Entertainment

Will 'Miss Sloane' Win Jessica Chastain An Oscar?

by Kaitlin Reilly

When it comes to Hollywood heavyweights, Jessica Chastain is still fairly new to the club. Sure, the actress' very first IMDb credit was on an episode of ER a while back in 2004, but it wasn't until her role as bubbly, blonde Celia Foote in 2011's The Help that Hollywood really took notice. It was such a warm welcome, in fact, that Chastain was even nominated for a Best Supporting Actress Oscar for the role, and then nominated in the Best Actress category in 2012 for her role in Zero Dark Thirty. Despite this, so far, Chastain has yet to take home an Academy Award — but could that change this year?

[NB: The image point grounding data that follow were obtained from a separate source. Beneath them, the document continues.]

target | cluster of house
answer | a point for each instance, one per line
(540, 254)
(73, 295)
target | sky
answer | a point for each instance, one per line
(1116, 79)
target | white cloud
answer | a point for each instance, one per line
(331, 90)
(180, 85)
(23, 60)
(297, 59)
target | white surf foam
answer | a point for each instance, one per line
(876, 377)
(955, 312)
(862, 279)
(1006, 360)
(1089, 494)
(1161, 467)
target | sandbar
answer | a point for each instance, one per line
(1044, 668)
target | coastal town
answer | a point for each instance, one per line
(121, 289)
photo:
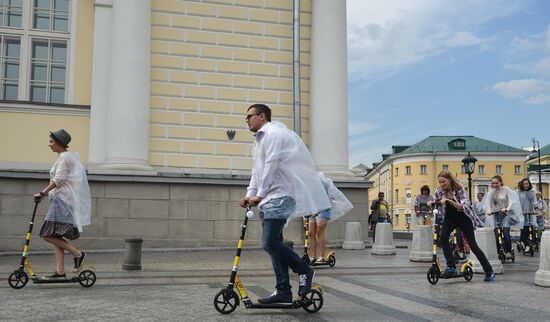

The new teaser trailer for Miss Sloane depicts what could be Chastain's best performance yet — and it seems very possible for the actress to receive yet another round of Oscar buzz.

The upcoming film, which will hit theaters on Dec. 9, 2016, is about lobbyist Elizabeth Sloane, who puts winning above all else — even at the expense of her own career. In the film, Sloane is fighting for gun control, despite the five million gun lobbyists who, as the trailer describes, "are armed." The film's ripped-from-the-headlines plot is already compelling, but the person I'm focused on the most in the trailer is star Chastain, whose steely gaze alone — seriously, the woman doesn't blink — is evidence enough of how good she is at her job.

Sloane is the kind of character that an actress like Chastain was born to play. To those around her — specifically, her adversaries — Sloane betrays no real emotions, playing each scene in the teaser trailer in which she's opposite another actor as cold or aloof. It's in the moments that she's alone that we see the full range of Chastain's acting skills — her ability to range from stoic to angry to composed is one of the reasons Chastain cut her teeth on Oscar-nominated movies. Could this be the year she takes home a golden statue of her own at the Academy Awards?

It's possible: Chastain's upcoming film hits theaters just in time. After all, a film is eligible to be nominated for an Academy Award if that film has played for at least one week in Los Angeles County prior to the end of the year. Given Miss Sloane's early December release date, Chastain could, theoretically, get another nod should her performance garner positive reviews. Whether Chastain is nominated or not for Miss Sloane, she's earned her spot on the A-list through sheer talent — an Oscar can't be too far behind.